One of the things John had learned was that Sherlock was a man of extremes: he would go for days without eating or sleeping, if he had something more important to do (or, conversely, when he was wallowing about on the couch moaning about the lack of anything to do) but then, when the case was solved or the experiment concluded, he would calmly sit down and put away enough food for a small rugby team before falling into a near-comotose state for up to twenty hours at a time.
That was how it was after the armored car case--that was what John planned to call it on his blog, at least--after three days of more of less constant roaming about London, crawling around in skips and consulting with the homeless, culminating in a frantic chase along the M25, which had been partly on foot and entirely insane. Sherlock insisted on going out for dinner afterwards--Angelo had just been closing up for the night, but made a special exception for the two of them--and despite putting away two improbably large plates of spaghetti carbonara, he'd also gone hunting for fish and chips on the way home, eventually settling for three different flavors of crisps from a shop near the Edgeware Road Tube. John claimed a shower before he collapsed into his bed, and as he slipped out of the foggy bathroom he wouldn't have been at all surprised to find Sherlock snacking on fish fingers and custard in the kitchen, still talking about a mile a minute.
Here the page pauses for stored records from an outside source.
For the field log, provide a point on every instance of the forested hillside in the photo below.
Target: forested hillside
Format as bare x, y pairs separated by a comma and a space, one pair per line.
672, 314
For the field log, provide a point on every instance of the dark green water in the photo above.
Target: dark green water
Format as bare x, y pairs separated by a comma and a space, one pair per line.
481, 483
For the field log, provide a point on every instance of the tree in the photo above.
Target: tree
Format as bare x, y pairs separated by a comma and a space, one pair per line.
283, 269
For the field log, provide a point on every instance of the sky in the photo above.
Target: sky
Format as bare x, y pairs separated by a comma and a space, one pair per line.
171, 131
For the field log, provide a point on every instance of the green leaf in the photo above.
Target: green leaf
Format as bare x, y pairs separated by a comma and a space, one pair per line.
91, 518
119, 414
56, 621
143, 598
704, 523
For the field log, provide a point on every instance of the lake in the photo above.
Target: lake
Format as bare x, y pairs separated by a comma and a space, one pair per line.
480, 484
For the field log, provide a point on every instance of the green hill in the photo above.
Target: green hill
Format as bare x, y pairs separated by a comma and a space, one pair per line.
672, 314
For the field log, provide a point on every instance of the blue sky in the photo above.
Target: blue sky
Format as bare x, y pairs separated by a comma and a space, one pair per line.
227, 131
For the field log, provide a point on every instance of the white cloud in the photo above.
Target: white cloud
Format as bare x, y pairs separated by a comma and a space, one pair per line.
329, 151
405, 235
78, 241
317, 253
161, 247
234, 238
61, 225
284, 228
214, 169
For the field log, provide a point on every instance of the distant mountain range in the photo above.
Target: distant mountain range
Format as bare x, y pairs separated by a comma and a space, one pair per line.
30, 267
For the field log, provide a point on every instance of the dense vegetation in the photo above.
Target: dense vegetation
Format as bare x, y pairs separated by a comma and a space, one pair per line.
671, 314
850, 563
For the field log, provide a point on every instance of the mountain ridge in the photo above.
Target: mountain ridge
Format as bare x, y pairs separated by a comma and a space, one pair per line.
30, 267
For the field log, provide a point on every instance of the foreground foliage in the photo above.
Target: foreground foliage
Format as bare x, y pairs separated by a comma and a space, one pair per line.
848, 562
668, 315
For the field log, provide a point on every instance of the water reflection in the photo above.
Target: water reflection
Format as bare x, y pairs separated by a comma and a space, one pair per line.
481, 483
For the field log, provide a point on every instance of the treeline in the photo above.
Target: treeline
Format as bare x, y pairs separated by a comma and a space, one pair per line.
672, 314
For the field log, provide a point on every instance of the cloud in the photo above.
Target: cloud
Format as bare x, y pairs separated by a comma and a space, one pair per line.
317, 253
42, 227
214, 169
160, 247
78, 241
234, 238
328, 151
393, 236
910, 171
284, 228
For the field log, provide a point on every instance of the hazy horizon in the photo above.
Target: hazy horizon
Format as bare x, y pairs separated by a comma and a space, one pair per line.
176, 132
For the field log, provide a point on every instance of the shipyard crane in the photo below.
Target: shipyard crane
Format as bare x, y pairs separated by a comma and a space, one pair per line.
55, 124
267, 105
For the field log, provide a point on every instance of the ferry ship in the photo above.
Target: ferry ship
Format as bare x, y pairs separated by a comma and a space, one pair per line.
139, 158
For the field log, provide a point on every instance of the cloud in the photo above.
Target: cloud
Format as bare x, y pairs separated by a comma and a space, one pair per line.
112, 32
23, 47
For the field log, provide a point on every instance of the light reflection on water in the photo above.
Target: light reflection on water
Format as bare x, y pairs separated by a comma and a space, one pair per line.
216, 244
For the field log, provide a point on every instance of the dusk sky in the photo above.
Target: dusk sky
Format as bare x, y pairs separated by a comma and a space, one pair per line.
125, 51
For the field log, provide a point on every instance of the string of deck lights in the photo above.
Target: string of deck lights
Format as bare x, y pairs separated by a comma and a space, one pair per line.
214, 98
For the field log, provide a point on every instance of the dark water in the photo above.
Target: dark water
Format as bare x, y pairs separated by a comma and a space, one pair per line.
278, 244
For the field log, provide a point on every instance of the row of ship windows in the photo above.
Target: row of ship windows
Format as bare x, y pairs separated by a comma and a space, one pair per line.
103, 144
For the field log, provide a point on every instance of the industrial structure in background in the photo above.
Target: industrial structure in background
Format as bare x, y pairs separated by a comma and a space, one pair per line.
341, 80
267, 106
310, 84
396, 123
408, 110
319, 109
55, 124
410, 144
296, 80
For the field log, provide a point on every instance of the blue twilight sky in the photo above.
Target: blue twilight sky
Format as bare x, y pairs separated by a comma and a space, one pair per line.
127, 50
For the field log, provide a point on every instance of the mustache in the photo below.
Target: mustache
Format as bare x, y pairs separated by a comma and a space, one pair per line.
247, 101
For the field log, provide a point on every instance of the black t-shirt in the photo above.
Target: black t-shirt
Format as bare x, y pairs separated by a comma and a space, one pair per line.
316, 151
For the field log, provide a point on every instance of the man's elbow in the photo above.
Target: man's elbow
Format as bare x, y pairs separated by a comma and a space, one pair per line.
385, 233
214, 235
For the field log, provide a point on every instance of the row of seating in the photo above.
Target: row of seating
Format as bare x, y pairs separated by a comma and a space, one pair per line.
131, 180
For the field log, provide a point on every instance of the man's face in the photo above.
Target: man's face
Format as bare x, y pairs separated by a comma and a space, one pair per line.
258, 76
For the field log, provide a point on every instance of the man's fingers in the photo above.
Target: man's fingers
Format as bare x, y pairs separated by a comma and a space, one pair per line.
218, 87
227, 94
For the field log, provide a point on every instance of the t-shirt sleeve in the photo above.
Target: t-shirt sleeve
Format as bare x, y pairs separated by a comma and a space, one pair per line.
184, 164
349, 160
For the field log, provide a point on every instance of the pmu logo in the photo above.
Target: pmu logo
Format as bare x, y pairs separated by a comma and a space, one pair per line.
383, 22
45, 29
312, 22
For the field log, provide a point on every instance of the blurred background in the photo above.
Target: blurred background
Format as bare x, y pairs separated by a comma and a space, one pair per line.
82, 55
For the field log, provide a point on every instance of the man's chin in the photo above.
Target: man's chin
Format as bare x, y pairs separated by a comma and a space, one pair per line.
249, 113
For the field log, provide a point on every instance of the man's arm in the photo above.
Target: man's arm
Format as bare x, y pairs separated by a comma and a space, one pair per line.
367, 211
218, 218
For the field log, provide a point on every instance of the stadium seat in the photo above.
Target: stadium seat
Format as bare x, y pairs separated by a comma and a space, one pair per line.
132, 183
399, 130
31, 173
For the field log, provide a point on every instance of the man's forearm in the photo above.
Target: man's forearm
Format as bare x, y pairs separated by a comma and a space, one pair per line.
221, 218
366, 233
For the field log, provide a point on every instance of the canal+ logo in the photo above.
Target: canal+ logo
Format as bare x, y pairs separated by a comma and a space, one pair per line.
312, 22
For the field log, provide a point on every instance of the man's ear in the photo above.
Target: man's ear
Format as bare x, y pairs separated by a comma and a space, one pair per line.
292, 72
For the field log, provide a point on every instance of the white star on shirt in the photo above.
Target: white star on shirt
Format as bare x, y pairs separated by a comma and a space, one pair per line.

Instead he found Sherlock had finally succumbed to human frailty, and dozed off on the couch--his head was mashed into a cushion and one of his legs was hooked improbably over the back. He'd kicked off his shoes, and the screen of John's laptop cast soft light on the odd angles of his face from where it sat open on the table--already in screen saver, so Sherlock must've been out nearly as soon as his back his the upholstery. His breathing was deep and regular, occasionally a little raspy but never crossing the line into full-blown snoring.
John was asleep on his feet, but he found his eyes tracking every crease and fold in Sherlock's shirt, the faint suggestion of a vein on the inside of his forearm, the blue-black sheen of his hair and the place on his heel where his socks were wearing thin. Tracing every line and shadow. Not analyzing, though. Interpreting.
"All right," he said, experimentally, loud in the room. "You win."
Sherlock didn't so much as flicker an eyelash.
John went upstairs and went for the box in the bottom of his wardrobe.
When John woke up, it had gone two o'clock, and the sun had long fled his windows; he'd got smears of soft grey lead on his pajamas and the pillowcase, and Sherlock was sitting cross-legged at the foot of his bed, having changed into his own sleepwear. The blue dressing gown was puddled around him, and he was staring at John's drawing.
He'd dug out one of the biggest sketch pads he owned--the size had felt right. Sherlock held the drawing very carefully by the edges, and his eyes were poring over every detail, every line and smudge and shadow, with the same attention he usually reserved for crime scenes. John sat up, kicking a slippery fold of blue silk off his foot and rolling his shoulder, willing himself not to slouch or tense up. Go to your God like a soldier, he thought dryly. "Well?"
Sherlock looked up, and beamed at him. "I knew it," he said triumphantly, then tossed the drawing lightly aside. John opened his mouth to voice a protest, but was rather interrupted when Sherlock stretched across the bed and kissed him.